Trees, the main allies to face the phenomenon of urban heat islands
The "urban heat islands" are the result of the large extensions of asphalt that cover the metropolis and that, due to their low reflectivity and almost no capacity to capture water, result in microclimates that reach temperatures of more than 40 degrees Celsius (104 F).
In view of this, nature itself continues to have one of its greatest allies, the trees, whose shade becomes a refreshing oasis in which the ambient temperature is reduced by 8 to 10ºC (46 to 50 F). Hence the importance of the different programs that the Mexican Government is carrying out together with local authorities to recover green areas where asphalt and concrete predominate.
In the case of Mexico City, the phenomenon of "urban heat islands" has had a particular increase during the last 50 years, after the growth of the urban stain has been exponential since the 1970s.
This is without counting the previous work that previous administrations have carried out to dry out the lacustrine nature of this capital and that has brought as a consequence the disappearance of important bodies of water such as the channels of La Viga, Chalco, and the rivers of La Piedad and Churubusco, among many others that today are tubed.
That is why the current federal and local administration have focused their efforts on the recovery of green spaces, through various actions such as those outlined in the Environmental and Climate Change Program of Mexico City 2019-2024 and have promoted campaigns such as the so-called Green Challenge, whose first stage was expected to plant more than 10 million trees from June 2019 to November 2020.
These actions are more than urgent today, also due to the increase in the temperature recorded in recent years that has broken historical records. The participation of Mexico City's own inhabitants is also indispensable. With simple actions, they can help the recovery of the green areas required by this capital.
As observed by researchers at UNAM, simple actions such as placing plant pots on balconies and rooftops, as well as caring for and planting trees on ridges and sidewalks where conditions allow, can become small contributions that will mean a big change in reversing these "urban heat islands".
Of course, actions of this nature must be accompanied by adequate advice and care to not violate urban regulations, since it is not a question of planting any plant on balconies or patios, much less opening a hole in a sidewalk or planting any species of tree, since it is a federal area one must proceed as prescribed by law.

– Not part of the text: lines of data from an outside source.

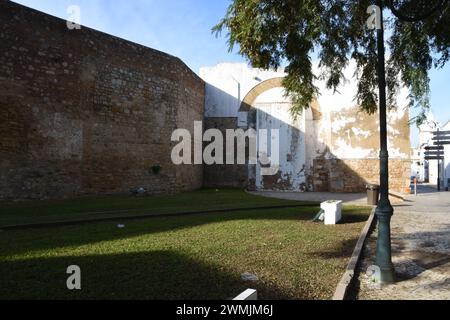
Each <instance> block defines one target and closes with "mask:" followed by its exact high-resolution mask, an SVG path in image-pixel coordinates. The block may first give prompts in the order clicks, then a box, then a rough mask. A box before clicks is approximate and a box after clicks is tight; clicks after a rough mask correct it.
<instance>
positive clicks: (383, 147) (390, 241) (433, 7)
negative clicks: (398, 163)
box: [369, 0, 449, 283]
mask: <svg viewBox="0 0 450 320" xmlns="http://www.w3.org/2000/svg"><path fill="white" fill-rule="evenodd" d="M385 1H386V2H387V3H388V6H389V8H390V9H391V11H392V13H393V14H394V15H395V16H396V17H397V18H398V19H400V20H402V21H406V22H410V23H413V22H417V21H421V20H423V19H426V18H428V17H429V16H431V15H432V14H434V13H435V12H437V11H438V10H439V9H441V8H443V7H444V6H445V5H447V4H448V2H449V0H439V1H437V2H435V5H434V6H429V11H428V12H421V13H419V14H418V15H417V16H415V17H410V16H407V15H405V14H403V13H401V12H400V10H398V9H397V8H396V7H395V5H394V0H385ZM383 2H384V1H383V0H377V6H378V8H376V11H377V13H376V29H377V49H378V67H377V73H378V85H379V99H380V110H379V112H380V146H381V151H380V202H379V204H378V206H377V208H376V211H375V214H376V216H377V219H378V241H377V249H376V260H375V265H376V266H377V267H378V268H379V274H378V275H375V278H376V280H378V281H379V282H380V283H392V282H395V269H394V265H393V264H392V253H391V218H392V216H393V214H394V209H393V208H392V205H391V202H390V201H389V152H388V146H387V123H386V121H387V119H386V70H385V47H384V21H383V7H384V6H383ZM370 10H372V9H369V11H370Z"/></svg>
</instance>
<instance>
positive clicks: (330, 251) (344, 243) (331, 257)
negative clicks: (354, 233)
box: [311, 237, 359, 259]
mask: <svg viewBox="0 0 450 320" xmlns="http://www.w3.org/2000/svg"><path fill="white" fill-rule="evenodd" d="M358 239H359V237H355V238H352V239H346V240H343V241H342V242H341V243H340V245H339V247H338V248H337V249H336V250H330V251H323V252H314V253H312V254H311V256H312V257H314V258H320V259H342V258H347V257H350V256H351V255H352V253H353V250H354V249H355V244H356V243H357V242H358Z"/></svg>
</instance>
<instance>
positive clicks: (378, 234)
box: [375, 199, 396, 284]
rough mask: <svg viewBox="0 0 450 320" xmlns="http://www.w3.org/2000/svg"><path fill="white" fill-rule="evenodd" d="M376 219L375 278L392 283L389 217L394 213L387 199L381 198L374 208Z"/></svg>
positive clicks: (390, 205)
mask: <svg viewBox="0 0 450 320" xmlns="http://www.w3.org/2000/svg"><path fill="white" fill-rule="evenodd" d="M375 213H376V216H377V219H378V241H377V252H376V260H375V265H376V266H377V267H378V272H379V275H377V276H376V277H375V280H376V281H377V282H379V283H383V284H385V283H393V282H395V281H396V279H395V269H394V265H393V264H392V258H391V257H392V253H391V232H390V230H391V217H392V215H393V213H394V209H393V208H392V206H391V204H390V202H389V199H382V200H381V203H380V205H379V207H378V208H377V209H376V212H375Z"/></svg>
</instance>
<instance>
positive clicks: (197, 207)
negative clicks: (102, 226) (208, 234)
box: [0, 188, 299, 228]
mask: <svg viewBox="0 0 450 320" xmlns="http://www.w3.org/2000/svg"><path fill="white" fill-rule="evenodd" d="M296 204H299V202H297V201H288V200H280V199H272V198H265V197H259V196H255V195H251V194H248V193H246V192H243V191H241V190H238V189H232V188H228V189H227V188H226V189H220V190H219V192H217V191H216V189H203V190H199V191H195V192H187V193H183V194H179V195H177V196H164V197H131V196H112V197H102V198H80V199H73V200H58V201H30V202H21V203H0V209H1V210H0V228H1V227H2V226H7V225H20V224H30V223H44V222H53V221H70V220H81V219H97V218H108V217H121V216H124V215H132V216H138V215H141V214H152V213H155V214H164V213H177V212H196V211H205V210H217V209H233V208H252V207H266V206H279V205H296Z"/></svg>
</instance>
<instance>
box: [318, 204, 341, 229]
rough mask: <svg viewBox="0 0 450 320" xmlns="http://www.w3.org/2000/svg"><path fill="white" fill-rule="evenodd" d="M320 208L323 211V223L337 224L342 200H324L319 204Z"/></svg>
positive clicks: (340, 215)
mask: <svg viewBox="0 0 450 320" xmlns="http://www.w3.org/2000/svg"><path fill="white" fill-rule="evenodd" d="M320 208H321V209H322V210H323V211H325V224H326V225H333V224H337V223H338V222H339V221H341V219H342V201H340V200H330V201H325V202H323V203H322V204H321V205H320Z"/></svg>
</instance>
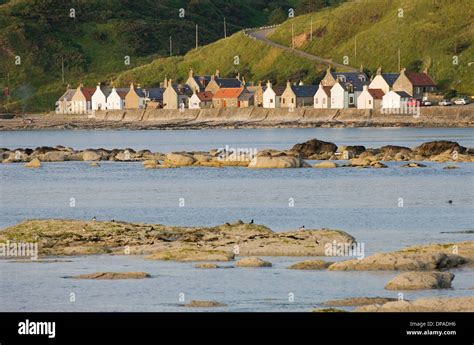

To do this, you should consult the current regulations on green areas and even take advantage of many of the programs that have been launched such as Reto Verde, in Mexico City, which have developed manuals to green urban and conservation areas and which recommend 47 species of trees, 21 types of shrubs, six of groundcovers, 12 herbaceous, in the case of urbanized areas.
To give us an idea of the impact that a tree can generate, Rob McDonald himself, a researcher at The Nature Conservancy, has revealed in several of his articles the cooling power of trees, which can help cool the environment in two ways: through the shade they provide to the pavement, thus preventing it from being heated by the sun, and through evapotranspiration, helping to maintain a cool microclimate thanks to the moisture emanating from their leaves.
Other benefits include psychological, since "taking a regular walk in nature can help reduce stress and blood pressure and can help counteract depression," as revealed by McDonald in a publication of The Nation's Health.
Therefore, the situation of staying at home, as we are now due to the health emergency caused by the coronavirus COVID-19, becomes again an opportunity to engage in actions that, besides generating personal satisfaction, can bring environmental benefits, by rescuing green spaces, whether it is a garden, a patio or even a balcony where green plants and shrubs can be placed.
In the end, this opportunity could help the environment with simple actions such as adopting or planting a tree, as long as care is taken and the characteristics of the trees to be planted are considered: such as whether it is a tree or a bush, whether it is a shade or an ornamental tree, whether it grows fast or slow, whether it is native or exotic, whether it grows fast or slow, and even how much its crown grows or how much it spreads its roots, because care must be taken not to damage sidewalks, ducts or pipes, as well as electrical wiring and even buildings.
In this way, one would also be attending to one of the recommendations of the World Health Organization, which states that for each inhabitant a minimum of 16 square meters of the green area should be guaranteed to ensure their well-being.